There was this intense discussion at a department meeting many months ago over my using the word “multimedia” for this multimedia ethnic journalism class I wanted to teach. One colleague (obviously out of touch with reality) announced that students in my reporting/writing classes should not be using recording devices because that kind of activity was reserved for a particular film/video course. As images flashed in my head of students using MP3 recorders and digital voice recorders as well as cell phones for digital imagery, single and moving, I didn’t have the presence of mind to say something witty like, “That kind of antediluvian thinking should cost you a …”

Gregg Morris

Crunch Time

Saturday, October 20th, 2007

Several years ago, Hunter started ranking in the top five colleges with students receiving paid summer internships with the Business Press Education Foundation. Hunter at times raked in more internships that the journalism programs, graduate and undergraduate, at Ohio State University, NYU and Columbia University. There were usually 50-60 campuses represented in the competition, and Hunter for years ranked in the top five.

Hunter students awarded the internships at the best of the trade publications (AKA business-to-business media) had been required to have stories published in either student-run news media like the Hunter Envoy, or, subsequently, as things turned out, in a faculty-supervised, student-written online zine, the WORD (now temporarily located at Other students who had published portfolios from those J-classes that required students to publish, won  journalism internships that had direct effects on their careers. And, it has to be said, many who did not win the so-called prestigious internships, did well. That is, got on career paths because of their portfolios which helped get them internships and jobs.

Then, of course, a new sheriff came to town a few years ago, and “things” begin to jump. One has to wonder why the Department of Film and Media Studies was and has been sooooo slow about getting with the program.

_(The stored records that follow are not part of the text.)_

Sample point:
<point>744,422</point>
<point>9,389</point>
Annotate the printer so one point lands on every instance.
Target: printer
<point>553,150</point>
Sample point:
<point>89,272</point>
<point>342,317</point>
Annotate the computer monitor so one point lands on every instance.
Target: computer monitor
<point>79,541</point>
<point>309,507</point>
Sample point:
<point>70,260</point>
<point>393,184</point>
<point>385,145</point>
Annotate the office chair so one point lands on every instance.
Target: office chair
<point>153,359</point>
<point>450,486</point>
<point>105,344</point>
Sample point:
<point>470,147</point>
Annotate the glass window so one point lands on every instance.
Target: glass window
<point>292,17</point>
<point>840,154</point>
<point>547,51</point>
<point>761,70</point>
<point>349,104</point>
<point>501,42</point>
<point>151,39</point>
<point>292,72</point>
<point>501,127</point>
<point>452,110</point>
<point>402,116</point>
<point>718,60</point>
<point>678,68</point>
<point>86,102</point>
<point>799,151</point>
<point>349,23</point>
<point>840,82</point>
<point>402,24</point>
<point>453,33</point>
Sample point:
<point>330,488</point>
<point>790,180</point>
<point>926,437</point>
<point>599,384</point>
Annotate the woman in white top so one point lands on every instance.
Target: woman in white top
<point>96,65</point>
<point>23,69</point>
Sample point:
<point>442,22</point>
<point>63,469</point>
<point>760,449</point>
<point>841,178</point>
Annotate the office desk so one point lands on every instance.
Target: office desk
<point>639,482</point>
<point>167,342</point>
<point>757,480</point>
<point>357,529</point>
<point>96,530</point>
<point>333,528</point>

Anyway, it’s crunch time, that period when students must begin applying for the best of the J-internships offered in the country and also that period when students in my classes are realizing, if they haven’t already, that the deadlines and requirements for my writing/reporting classes are for real.

Gregg Morris

The New WORD

Tuesday, October 16th, 2007

If the Department of Film and Media Studies is really serious about journalism education as well as improving student writing, it should seriously consider requiring students in its approximately 15 journalism-related and dozen-plus media theory classes to submit articles and papers to the student-run news media for dissemination. This initiative could be a significant educational catalyst, and F/M could nurture independent student journalism without being intrusive.